In any event, Mr. Payne’s arguments amount to naught because he underwent a total knee replacement and the impairment rating for the same subsumes the impairment ratings for his injuries such as the tears, arthritis, and joint space loss. According to Dr. Mukkamala, the total knee replacement includes consideration of loss of meniscus and cartilage, and Dr. McCleary’s suggestion that Mr. Payne was entitled to impairment ratings for his pre-operative status was erroneous. Simply stated, Mr. Payne is not entitled to an impairment rating for a condition that has been corrected via surgery. Rather, he is entitled to an impairment rating post-surgery, once he has reached MMI. Because Mr. Payne no longer had tears of the meniscus or ACL, or arthritis, following his total knee replacement, he is not entitled to distinct impairment ratings for each of these diagnoses. As noted above, the impairment rating for total knee replacement takes into account the loss of meniscus and cartilage. What we are left with is Dr. Mukkamala’s recommended impairment rating of 36% WPI for both total knee replacements. There is no other credible medical evidence
9 of record indicating that Mr. Payne is entitled to a higher impairment rating. Accordingly, we find that the Board did not err.
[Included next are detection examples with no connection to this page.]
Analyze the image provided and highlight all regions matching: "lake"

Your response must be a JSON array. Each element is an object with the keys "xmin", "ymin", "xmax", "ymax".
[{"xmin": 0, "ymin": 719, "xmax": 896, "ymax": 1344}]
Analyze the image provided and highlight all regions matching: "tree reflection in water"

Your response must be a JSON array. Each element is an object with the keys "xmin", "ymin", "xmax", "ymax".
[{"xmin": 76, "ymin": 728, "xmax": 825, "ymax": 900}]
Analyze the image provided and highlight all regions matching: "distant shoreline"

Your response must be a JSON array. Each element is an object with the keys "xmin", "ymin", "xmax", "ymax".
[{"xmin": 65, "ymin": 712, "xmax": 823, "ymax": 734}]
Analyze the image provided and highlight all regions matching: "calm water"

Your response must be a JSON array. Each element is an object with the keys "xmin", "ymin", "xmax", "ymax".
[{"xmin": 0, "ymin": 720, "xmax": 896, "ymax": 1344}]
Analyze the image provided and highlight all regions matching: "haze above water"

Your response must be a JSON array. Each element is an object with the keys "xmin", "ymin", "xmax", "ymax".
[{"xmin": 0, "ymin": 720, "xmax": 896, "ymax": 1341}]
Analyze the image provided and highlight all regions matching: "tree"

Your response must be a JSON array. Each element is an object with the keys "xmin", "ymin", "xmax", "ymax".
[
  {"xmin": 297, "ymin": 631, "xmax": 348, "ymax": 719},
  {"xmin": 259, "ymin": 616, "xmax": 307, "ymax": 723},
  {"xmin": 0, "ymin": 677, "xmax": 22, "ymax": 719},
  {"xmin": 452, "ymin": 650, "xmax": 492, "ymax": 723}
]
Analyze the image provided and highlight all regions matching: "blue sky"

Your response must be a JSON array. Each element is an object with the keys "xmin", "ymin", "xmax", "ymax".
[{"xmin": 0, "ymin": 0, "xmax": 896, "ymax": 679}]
Lastly, while Mr. Payne argues that the claim administrator failed to issue several protestable orders, we find no merit in these claims. Mr. Payne was able to litigate each of the issues he claimed lacked protestable orders, including his psychiatric PPD award and his request to add lumbar conditions4 to the claim, among others. As such, Mr. Payne fails to demonstrate how he was prejudiced by any alleged failure of the claim administrator, and we find that he is entitled to no relief in this regard.
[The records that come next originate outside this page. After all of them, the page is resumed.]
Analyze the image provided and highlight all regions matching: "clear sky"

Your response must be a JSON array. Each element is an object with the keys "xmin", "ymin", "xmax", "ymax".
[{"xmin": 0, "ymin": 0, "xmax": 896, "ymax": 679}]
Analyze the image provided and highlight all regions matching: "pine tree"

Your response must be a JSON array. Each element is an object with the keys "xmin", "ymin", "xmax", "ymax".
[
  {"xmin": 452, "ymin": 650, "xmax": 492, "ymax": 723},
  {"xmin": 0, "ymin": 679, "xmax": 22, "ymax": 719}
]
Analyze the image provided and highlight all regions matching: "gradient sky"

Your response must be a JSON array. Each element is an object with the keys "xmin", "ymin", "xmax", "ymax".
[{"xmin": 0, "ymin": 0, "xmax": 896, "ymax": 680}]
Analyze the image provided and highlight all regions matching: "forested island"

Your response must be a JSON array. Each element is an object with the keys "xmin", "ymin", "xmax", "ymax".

Based on the foregoing, we affirm the Board’s December 12, 2022, order.
Affirmed.
ISSUED: June 15, 2023
CONCURRED IN BY:
Chief Judge Daniel W. Greear Judge Charles O. Lorensen
Judge Thomas E. Scarr, not participating
4 We note that Mr. Payne has litigated the issue of addition lumbar conditions to the claim twice to finality, without success. To the extent he argues on appeal that he is entitled to an impairment rating for his lumbar conditions, we note that they have never been held compensable.